Baluken, ''Kamu Hizmetlerinin Anadillerde Yerine Getirilmesi''ne ilişkin verdikleri kanun teklifiyle ilgili TBMM'de basın toplantısı düzenledi.
90 yıldır yaşadıkları sorunların özünde tekçi bir anlayışın, farklı kültür, din ve dilleri tek bir üst kimlik altında birleştirerek yasaklayan zihniyetin yattığını savunan Baluken, kanun tekliflerinin, Anayasa Uzlaşma Komisyonu'nun çalışmalarını da rahatlatacağını söyledi.
BDP'nin müzakere sürecinin içinde yer alıp almadığına ilişkin bir soru üzerine Baluken, BDP'nin mutlaka sürecin içinde olması gerektiğini ifade etti.
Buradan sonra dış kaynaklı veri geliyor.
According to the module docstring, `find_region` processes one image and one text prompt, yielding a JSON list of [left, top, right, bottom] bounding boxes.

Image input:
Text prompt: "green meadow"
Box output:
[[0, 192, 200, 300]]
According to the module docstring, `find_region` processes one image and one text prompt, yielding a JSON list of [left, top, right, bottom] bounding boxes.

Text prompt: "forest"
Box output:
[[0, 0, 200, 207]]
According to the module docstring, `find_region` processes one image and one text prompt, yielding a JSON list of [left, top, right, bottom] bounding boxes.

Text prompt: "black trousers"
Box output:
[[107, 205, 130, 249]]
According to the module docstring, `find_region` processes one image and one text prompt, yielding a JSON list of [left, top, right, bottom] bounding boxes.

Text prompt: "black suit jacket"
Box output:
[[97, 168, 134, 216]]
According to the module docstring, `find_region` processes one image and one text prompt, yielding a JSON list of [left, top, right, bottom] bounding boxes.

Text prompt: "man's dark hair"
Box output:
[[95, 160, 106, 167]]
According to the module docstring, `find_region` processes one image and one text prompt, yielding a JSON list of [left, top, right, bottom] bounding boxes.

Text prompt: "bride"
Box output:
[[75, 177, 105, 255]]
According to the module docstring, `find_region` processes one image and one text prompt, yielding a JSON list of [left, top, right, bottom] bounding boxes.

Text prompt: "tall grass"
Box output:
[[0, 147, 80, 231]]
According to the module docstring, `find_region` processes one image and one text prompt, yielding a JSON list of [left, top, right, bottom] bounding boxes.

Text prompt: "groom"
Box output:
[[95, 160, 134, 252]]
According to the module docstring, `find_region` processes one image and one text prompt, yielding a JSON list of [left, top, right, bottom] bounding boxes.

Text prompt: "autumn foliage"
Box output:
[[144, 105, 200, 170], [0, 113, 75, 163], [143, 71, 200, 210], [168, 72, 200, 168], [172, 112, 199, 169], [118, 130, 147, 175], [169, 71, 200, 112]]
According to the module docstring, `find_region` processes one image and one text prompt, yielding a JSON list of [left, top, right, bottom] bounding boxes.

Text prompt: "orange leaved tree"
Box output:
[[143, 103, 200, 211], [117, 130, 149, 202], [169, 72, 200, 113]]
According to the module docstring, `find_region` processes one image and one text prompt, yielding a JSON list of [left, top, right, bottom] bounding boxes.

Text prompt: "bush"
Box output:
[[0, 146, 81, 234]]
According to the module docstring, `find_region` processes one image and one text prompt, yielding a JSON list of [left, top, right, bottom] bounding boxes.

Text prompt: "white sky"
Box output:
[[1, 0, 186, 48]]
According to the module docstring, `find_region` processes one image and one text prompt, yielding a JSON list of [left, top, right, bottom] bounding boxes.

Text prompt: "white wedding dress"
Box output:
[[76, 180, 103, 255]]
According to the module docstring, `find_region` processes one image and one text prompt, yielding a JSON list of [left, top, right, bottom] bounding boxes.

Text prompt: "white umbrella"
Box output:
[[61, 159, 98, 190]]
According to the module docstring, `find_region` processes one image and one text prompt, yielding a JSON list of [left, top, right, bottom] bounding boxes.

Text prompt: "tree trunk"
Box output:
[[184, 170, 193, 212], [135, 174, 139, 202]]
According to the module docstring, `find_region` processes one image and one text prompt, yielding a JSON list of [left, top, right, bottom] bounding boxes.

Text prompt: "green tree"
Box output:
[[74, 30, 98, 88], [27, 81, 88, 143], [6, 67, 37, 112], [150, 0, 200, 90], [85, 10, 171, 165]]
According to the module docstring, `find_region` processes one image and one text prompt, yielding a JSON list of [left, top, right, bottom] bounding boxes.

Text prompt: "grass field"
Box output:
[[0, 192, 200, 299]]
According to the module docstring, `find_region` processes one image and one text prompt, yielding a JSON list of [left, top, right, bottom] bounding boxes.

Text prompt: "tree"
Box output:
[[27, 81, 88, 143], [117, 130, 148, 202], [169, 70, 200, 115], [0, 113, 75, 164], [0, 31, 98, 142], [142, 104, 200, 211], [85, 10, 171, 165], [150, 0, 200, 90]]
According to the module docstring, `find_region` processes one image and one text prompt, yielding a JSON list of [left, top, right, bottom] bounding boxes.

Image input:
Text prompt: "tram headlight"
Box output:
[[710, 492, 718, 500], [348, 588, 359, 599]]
Baluken, kilit noktanın, görüşmenin gerçekleşmesi olduğunu belirterek, BDP heyetinin, İmralı'da Öcalan ile görüşmesi ve İmralı'da görüşmeler varsa içeriğiyle ilgili vatandaşları bilgilendirmesinin son derece önemli olduğunu öne sürdü.
SAMİMİYET BEKLİYORUZ
Bugüne kadar İmralı'da görüşmelerin yapılıp yapılmadığı, heyette kimlerin olduğuna dair kendilerine bilgi aktarılmadığını belirten Baluken, sözlerini şöyle sürdürdü:
''Hükümet'in yeni bir yol haritası varsa, siyasi irade ortaya koyması, yapılan görüşmeleri kamuoyuyla paylaşması gerekiyor. Bugüne kadar Hükümet'in uygulamasına baktığımızda yeni bir müzakere, diyalog sürecini kendi politikasına yansıttığını görmüyoruz. Hükümet'in hala kafasının karışık olduğunu, bu konuyla ilgili somut politika belirlemediğini görüyoruz. Başbakan ve danışmanın, dil ve üslubuna, sürece denk düşecek şekilde göz atmaları gerekir. Dil ve üslup, müzakere sürecine gidecek bir dil ve üslup değil. Hükümet, samimi bir çalışma ortaya çıkmasını istiyorsa kendini muhatap olarak tanımlamalı. 'Hükümet olarak bu sorunun müzakere ve diyalogla çözümünde, muhataplık rolümü açıklıyorum, en umutsuz koşullarda bile siyasi kararlılık ortaya koyacak şekilde irade beyanında bulunuyorum' demeli. 'Görüşmeleri devlet yapıyor' gibi samimiyetsiz tavırdan bir an önce uzaklaşmalıdır. Bütün dünyada bu görüşmeler nasıl yapılmışsa ülkemizde de aynı şekilde ilerlemeli.''
ANADİLDE KAMUSAL HİZMETLER
BDP'nin yasa teklifi, ''Türkçe dışında farklı dilleri konuşan vatandaşların, kendi anadillerinde ulusal ve yerel kamu hizmetlerinden yararlanmasını'' amaçlıyor.
Teklife göre, anadilde kamu hizmetleri; Türkçe dışında başka bir dilin anadil olarak konuşulduğu bölgelerde, talep olması halinde bu dillerde yerine getirilecek. Kamu makamları önünde ve kamu hizmeti alımında, anadil kullanımının olanaklı olmadığı hallerde sözlü veya yazılı çeviri olanağı sunulacak.